Earlier this week, InsiderLouisville.com ran a story by Mark Coomes about “distaff” turf writers, the women in racing who are increasingly prominent as reporters and analysts. It’s a piece that starts with a valid point — in 40 years, women have made big strides in turf journalism, helped considerably in the past decade by the explosion of blogs and social media — and then veers off into gender essentialism and stereotypes that manage to denigrate men and women. Anyone who’s ever read one of Steve Haskins’ in-depth features, or the analysis of Kerry Thomas, knows that —

The testosteronic perspective sees race horses as abstractions whose relative abilities are best expressed in the hieroglyphs of a past performance chart.

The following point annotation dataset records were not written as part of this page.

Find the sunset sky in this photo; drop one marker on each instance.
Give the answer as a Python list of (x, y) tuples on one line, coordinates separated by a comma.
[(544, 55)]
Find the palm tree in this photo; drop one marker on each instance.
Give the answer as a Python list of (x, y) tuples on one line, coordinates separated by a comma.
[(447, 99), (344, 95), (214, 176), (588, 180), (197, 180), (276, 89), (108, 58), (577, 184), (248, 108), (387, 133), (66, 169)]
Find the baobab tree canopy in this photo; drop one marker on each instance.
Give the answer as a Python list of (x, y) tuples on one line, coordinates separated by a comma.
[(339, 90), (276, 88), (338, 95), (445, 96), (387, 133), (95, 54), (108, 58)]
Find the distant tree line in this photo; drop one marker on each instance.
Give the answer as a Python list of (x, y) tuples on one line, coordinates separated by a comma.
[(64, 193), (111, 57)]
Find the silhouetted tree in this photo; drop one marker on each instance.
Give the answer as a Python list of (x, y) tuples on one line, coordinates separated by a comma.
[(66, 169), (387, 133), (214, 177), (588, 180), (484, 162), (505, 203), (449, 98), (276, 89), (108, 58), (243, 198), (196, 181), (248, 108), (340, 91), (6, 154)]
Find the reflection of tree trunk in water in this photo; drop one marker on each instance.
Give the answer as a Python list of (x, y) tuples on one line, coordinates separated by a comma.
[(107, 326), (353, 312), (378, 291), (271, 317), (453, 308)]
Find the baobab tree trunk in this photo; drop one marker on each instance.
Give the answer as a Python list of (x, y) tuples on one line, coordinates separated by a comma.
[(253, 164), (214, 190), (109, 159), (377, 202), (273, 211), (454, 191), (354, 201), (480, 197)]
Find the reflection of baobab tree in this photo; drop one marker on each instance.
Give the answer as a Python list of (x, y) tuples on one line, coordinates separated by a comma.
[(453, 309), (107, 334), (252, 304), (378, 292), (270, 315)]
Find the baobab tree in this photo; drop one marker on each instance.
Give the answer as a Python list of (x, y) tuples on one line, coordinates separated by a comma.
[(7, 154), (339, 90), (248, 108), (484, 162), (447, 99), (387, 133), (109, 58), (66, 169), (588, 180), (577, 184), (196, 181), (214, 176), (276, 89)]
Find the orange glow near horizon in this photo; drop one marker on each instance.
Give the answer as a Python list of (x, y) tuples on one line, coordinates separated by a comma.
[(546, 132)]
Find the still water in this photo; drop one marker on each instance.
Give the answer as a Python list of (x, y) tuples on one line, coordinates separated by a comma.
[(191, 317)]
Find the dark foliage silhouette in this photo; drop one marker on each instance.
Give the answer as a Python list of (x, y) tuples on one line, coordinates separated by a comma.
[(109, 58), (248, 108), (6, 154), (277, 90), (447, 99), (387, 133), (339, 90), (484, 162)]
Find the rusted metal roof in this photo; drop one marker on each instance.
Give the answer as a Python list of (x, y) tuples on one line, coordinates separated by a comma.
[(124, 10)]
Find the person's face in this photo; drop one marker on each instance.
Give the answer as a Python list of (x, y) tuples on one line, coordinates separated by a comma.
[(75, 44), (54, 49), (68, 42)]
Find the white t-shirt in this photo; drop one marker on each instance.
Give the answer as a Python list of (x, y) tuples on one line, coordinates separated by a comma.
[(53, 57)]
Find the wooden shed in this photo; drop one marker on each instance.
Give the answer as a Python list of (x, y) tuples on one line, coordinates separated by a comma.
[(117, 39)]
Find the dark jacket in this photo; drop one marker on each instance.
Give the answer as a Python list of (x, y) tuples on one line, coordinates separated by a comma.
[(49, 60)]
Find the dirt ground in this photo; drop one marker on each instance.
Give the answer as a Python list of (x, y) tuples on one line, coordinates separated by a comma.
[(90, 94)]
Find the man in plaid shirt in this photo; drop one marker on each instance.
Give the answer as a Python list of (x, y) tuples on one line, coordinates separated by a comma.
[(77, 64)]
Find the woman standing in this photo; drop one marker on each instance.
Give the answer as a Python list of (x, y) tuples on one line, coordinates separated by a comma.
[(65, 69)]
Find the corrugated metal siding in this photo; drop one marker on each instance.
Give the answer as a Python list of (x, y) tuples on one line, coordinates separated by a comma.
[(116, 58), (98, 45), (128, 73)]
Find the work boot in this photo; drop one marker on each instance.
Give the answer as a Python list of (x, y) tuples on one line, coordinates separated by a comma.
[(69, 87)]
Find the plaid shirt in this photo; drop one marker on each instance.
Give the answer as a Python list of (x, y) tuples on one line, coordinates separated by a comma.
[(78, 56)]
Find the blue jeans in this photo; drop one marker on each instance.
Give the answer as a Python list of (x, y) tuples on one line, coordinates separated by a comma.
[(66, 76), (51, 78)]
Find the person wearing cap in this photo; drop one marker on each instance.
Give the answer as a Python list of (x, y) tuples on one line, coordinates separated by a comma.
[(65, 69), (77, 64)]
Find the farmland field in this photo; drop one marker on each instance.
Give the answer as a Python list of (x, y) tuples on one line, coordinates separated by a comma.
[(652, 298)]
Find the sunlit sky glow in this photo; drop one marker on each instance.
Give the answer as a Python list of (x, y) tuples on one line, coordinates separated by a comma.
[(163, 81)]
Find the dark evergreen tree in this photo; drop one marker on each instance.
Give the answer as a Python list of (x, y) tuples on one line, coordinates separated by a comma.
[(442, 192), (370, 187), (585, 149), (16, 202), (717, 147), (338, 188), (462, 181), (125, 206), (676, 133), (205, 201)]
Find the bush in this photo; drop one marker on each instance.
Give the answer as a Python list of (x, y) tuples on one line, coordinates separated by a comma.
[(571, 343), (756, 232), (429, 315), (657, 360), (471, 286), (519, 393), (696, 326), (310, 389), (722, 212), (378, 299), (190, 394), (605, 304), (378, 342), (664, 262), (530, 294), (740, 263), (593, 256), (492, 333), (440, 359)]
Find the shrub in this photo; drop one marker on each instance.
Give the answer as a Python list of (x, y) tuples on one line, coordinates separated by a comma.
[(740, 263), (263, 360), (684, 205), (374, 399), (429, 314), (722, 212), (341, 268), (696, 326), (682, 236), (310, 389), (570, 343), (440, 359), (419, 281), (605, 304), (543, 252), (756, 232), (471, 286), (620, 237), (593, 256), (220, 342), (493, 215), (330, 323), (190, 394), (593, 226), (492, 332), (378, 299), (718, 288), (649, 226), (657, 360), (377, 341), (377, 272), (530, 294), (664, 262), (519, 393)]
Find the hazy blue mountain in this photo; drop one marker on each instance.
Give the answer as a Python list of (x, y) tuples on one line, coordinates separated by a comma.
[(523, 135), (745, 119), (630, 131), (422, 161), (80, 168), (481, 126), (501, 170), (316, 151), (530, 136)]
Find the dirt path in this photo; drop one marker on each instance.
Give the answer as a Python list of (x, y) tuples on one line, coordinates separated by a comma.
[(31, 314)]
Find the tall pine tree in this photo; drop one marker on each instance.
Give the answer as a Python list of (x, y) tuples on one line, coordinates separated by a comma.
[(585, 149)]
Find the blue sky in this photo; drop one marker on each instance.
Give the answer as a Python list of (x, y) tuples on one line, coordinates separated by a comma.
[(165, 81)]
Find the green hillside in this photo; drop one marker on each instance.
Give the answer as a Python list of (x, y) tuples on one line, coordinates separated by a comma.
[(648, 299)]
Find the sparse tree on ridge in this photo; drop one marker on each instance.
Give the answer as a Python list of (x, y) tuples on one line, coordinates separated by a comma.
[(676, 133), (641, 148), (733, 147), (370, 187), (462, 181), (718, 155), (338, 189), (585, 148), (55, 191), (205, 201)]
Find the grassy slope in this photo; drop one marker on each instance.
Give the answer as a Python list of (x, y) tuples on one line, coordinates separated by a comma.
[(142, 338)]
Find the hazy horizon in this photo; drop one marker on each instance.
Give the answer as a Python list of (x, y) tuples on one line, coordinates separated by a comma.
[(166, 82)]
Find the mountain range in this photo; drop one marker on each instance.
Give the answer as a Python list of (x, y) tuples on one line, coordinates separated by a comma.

— hardly applies to every male turf writer, any more than —

The estrogen crowd relishes the living, breathing animals — their distinctive quirks, markings and mannerisms.

Does to every female turf writer. I’d like to say more, in particular about how blogs, etc. opened up opportunities for women (and racing fans, generally) in the turf world, but I have Derby past performances to study. I’ll quote Teresa Genaro instead, who summed up not only my thinking about Coomes’ piece, but the tone of his replies to criticism about it, in a post on Facebook:

I don’t know what makes me more frustrated: the article itself and its myriad sexist comments and depictions, or the author’s response that indicates that he’s basically doing women a favor.

If there’s anything that’s clear in Coomes’ story, it’s that “the estrogen crowd” — with all its credits, accomplishments, and awards — doesn’t need favors, especially ones that come wrapped in gendered silliness.